Back to list A47 North Tuddenham to Easton

Representation by Emma Tristram

Date submitted
15 June 2021
Submitted by
Members of the public/businesses

I object to the proposed scheme for these reasons: A. The case for the scheme (at 3.5.1) says that it will increase capacity which means that it will increase traffic growth. ''If road capacity increases, peak-period trips also increase until congestion again limits further traffic growth. The additional travel is called “generated traffic.”' (Todd Littman, Victoria Transport Policy Institute) This is incompatible with the Government's goals on climate change and modal shift. B. The traffic and economic modelling uses data, assumptions and projections from before the Covid 19 pandemic. Recent and future levels of home-working, and the shift towards Internet-based meetings, mean that traffic figures for the scheme (which are based on a 2015 baseline) are out of date. C. The scheme involves fragmentation, loss or displacement of diminishing wildlife habitats such as wet grazing meadows and protected species, notably bats and the urbanisation of mature countryside. Today's news shows that George Eustice has stated in response to the Dasgupta Report that all new infrastructure projects must have a positive effect on nature. D. Carbon emissions need to be cumulatively assessed both locally within this area, and nationally with up to 100 other schemes planned.
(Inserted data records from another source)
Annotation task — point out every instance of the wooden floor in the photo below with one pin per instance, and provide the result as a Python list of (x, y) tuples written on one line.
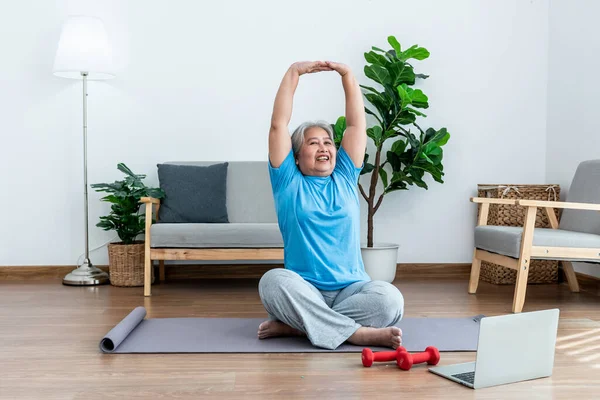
[(50, 333)]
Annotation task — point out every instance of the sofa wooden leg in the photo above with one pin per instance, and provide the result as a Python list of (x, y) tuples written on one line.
[(161, 269), (147, 275), (475, 268), (521, 286), (571, 277)]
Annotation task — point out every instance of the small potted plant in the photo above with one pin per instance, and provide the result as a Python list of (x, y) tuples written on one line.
[(414, 152), (126, 258)]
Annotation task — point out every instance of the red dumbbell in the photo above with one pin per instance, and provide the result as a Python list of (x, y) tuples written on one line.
[(368, 357), (431, 355)]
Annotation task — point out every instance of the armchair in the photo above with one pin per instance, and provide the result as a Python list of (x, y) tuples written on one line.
[(575, 238)]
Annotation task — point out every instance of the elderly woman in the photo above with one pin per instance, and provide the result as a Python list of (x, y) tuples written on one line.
[(323, 292)]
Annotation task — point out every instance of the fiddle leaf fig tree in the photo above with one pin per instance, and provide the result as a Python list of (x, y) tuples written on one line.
[(396, 105), (124, 195)]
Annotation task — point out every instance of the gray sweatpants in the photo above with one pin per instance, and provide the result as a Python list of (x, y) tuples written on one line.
[(329, 318)]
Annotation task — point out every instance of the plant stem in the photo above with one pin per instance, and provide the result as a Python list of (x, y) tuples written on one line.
[(371, 198)]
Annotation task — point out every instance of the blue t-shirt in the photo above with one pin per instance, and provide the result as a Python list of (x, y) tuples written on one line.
[(319, 219)]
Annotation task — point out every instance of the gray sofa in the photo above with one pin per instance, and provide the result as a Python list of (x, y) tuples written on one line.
[(247, 231)]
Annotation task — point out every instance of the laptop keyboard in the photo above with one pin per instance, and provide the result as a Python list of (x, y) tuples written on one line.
[(466, 376)]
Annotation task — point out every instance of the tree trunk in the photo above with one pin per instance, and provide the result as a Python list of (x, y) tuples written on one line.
[(371, 200)]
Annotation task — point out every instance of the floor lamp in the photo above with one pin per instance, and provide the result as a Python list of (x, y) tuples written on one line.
[(84, 53)]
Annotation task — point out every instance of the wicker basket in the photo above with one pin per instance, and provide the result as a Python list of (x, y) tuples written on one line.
[(127, 264), (540, 271)]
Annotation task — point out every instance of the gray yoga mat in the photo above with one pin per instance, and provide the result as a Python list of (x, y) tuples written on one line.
[(135, 334)]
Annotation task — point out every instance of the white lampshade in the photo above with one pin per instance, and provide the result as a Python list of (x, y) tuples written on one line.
[(83, 47)]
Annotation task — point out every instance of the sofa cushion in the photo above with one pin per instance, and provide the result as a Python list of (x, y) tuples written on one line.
[(506, 240), (193, 194), (246, 180), (252, 235)]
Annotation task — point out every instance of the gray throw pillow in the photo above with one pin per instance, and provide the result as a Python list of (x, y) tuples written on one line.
[(193, 194)]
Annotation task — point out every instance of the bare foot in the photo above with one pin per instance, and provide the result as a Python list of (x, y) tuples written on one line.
[(276, 328), (385, 337)]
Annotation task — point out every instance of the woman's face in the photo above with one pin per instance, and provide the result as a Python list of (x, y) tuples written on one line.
[(317, 154)]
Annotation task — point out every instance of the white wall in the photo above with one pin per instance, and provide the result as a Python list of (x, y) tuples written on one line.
[(573, 88), (196, 81)]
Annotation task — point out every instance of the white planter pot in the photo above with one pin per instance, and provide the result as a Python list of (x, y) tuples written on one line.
[(380, 261)]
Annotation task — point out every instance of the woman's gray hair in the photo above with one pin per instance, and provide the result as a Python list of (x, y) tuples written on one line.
[(298, 135)]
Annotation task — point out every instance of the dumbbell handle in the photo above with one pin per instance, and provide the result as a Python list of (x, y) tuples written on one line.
[(387, 355), (421, 357), (368, 356)]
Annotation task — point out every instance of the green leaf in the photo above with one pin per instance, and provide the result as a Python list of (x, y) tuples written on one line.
[(383, 175), (373, 114), (404, 96), (398, 147), (338, 129), (394, 43), (375, 58), (389, 134), (416, 52), (440, 137), (419, 99), (419, 113), (378, 74), (401, 73), (367, 168), (409, 96), (375, 134)]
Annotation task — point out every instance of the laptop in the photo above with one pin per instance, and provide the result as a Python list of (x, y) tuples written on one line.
[(511, 348)]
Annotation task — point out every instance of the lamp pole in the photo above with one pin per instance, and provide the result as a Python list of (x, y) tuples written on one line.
[(86, 274)]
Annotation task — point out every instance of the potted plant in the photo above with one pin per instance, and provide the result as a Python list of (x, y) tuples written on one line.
[(126, 258), (414, 152)]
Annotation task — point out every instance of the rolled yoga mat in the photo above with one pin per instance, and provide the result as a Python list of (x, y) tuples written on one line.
[(135, 334)]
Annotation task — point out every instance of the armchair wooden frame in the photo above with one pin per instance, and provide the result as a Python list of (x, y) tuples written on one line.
[(527, 250), (199, 254)]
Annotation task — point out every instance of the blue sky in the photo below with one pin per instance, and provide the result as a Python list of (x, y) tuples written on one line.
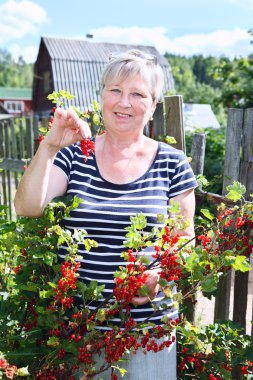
[(186, 27)]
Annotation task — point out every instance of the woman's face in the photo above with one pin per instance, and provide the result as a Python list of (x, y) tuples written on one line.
[(127, 104)]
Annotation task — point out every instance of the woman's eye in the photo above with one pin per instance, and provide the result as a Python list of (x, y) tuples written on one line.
[(138, 94)]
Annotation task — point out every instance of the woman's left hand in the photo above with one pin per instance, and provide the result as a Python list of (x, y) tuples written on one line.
[(152, 284)]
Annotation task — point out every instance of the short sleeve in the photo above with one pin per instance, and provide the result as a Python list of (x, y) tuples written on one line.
[(64, 159), (183, 177)]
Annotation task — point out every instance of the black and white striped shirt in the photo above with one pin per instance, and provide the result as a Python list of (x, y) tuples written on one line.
[(106, 209)]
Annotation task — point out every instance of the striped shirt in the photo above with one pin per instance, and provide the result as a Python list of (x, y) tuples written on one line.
[(106, 209)]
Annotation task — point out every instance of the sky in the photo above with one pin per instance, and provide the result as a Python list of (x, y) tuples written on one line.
[(183, 27)]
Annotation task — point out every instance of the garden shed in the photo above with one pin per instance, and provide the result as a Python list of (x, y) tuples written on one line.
[(76, 66)]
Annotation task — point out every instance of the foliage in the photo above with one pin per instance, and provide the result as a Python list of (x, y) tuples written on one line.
[(194, 80), (214, 156), (14, 74), (236, 80), (45, 332)]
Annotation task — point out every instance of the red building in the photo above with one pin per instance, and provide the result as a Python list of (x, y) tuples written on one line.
[(16, 101)]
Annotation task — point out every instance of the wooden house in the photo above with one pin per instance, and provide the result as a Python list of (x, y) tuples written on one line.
[(16, 101), (76, 66)]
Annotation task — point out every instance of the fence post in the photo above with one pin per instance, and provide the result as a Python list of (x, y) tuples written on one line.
[(198, 153), (158, 122), (246, 178), (174, 123), (230, 174)]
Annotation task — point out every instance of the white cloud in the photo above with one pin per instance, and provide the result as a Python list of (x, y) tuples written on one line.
[(247, 4), (230, 43), (19, 18), (29, 53)]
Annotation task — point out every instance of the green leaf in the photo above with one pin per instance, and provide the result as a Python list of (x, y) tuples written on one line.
[(235, 191), (242, 264), (96, 119), (207, 213), (174, 207), (144, 291), (144, 260), (209, 285)]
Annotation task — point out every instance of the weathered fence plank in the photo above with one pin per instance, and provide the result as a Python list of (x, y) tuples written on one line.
[(246, 178), (230, 174), (198, 153), (174, 123)]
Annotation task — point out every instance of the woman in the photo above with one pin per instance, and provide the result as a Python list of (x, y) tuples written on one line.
[(128, 173)]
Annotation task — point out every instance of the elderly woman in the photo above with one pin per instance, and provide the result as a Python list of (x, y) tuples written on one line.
[(129, 173)]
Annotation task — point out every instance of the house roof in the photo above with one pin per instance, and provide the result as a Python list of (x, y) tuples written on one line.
[(199, 116), (15, 93), (77, 66)]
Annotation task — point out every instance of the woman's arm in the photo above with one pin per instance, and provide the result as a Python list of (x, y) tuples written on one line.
[(42, 181)]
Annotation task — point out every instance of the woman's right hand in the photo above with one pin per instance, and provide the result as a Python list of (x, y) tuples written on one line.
[(67, 128)]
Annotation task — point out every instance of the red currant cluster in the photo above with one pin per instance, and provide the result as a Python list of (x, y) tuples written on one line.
[(126, 289), (66, 283), (87, 147)]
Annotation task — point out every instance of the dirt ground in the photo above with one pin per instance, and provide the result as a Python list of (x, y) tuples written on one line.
[(205, 307)]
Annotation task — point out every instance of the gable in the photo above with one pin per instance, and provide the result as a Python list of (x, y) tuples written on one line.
[(76, 66)]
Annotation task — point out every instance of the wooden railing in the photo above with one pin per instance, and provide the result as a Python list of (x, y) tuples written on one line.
[(18, 142)]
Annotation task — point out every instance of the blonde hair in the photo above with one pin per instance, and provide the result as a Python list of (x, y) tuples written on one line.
[(131, 63)]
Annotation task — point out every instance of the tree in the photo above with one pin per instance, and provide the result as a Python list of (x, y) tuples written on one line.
[(14, 74)]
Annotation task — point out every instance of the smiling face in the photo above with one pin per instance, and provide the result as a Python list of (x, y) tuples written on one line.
[(127, 104)]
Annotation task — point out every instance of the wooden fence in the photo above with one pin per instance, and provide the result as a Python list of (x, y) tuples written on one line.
[(19, 138)]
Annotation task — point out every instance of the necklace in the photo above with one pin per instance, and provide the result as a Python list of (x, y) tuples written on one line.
[(117, 166)]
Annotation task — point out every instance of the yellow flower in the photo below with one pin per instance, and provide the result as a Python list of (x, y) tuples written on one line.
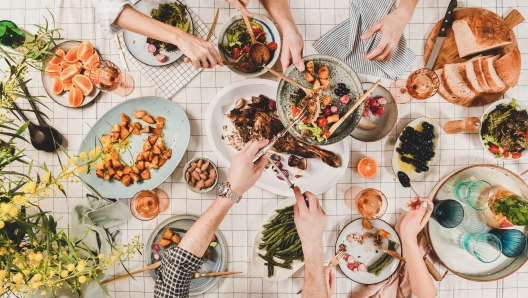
[(47, 178), (82, 279), (83, 155)]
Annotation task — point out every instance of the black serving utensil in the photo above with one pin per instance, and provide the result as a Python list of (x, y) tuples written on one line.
[(405, 181)]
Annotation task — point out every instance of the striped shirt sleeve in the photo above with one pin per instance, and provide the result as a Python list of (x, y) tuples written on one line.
[(108, 11)]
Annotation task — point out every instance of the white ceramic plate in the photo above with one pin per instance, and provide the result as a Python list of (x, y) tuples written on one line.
[(367, 252), (62, 98), (258, 263), (490, 109), (317, 178), (137, 43), (184, 222), (398, 165), (176, 134), (272, 34)]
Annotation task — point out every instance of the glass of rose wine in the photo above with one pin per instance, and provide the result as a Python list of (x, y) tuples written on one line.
[(368, 202), (107, 76), (147, 204)]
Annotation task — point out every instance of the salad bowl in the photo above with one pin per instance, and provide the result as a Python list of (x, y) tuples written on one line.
[(484, 138), (228, 40)]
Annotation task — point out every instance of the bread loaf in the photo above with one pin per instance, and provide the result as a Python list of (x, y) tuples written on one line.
[(493, 79), (508, 67), (478, 33)]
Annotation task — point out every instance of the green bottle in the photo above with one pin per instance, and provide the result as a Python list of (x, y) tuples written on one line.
[(11, 35)]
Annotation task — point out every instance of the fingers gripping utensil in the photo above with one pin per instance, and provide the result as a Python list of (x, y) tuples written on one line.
[(266, 148)]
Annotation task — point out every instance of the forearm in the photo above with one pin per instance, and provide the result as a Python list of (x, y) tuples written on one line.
[(314, 279), (197, 239), (422, 285), (280, 12), (135, 21)]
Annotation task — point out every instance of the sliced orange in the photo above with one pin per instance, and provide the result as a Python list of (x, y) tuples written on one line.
[(85, 51), (69, 72), (58, 86), (75, 98), (55, 59), (368, 167), (71, 56), (83, 83), (90, 62)]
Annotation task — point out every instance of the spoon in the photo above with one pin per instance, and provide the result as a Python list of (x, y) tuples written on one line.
[(43, 137), (258, 51), (406, 182)]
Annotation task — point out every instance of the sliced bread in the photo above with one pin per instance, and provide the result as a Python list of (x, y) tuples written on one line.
[(467, 71), (493, 79), (441, 88), (508, 67), (478, 33), (455, 85)]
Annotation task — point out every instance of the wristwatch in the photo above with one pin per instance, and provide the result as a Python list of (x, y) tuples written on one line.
[(224, 190)]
Phil Goodwin, emeritus professor of transport policy at UCL, said in a deposition for the Transport Action Network legal case against the roads programme that “the total emissions of carbon from RIS2 schemes reported by Highways England in its separate scheme appraisals give a number which is roundly 100 times greater than that suggested by DfT witnesses.' E. Norfolk County Council has identified that the area north of the scheme has a nationally significant breeding barbastelle colony of bats, recently found. The in-combination, and cumulative impacts, of the A47 dualling with the Norwich Western link road on this European protected species should be assessed under Part 3, Section 40 of the Natural Environment and Rural Communities Act 2006.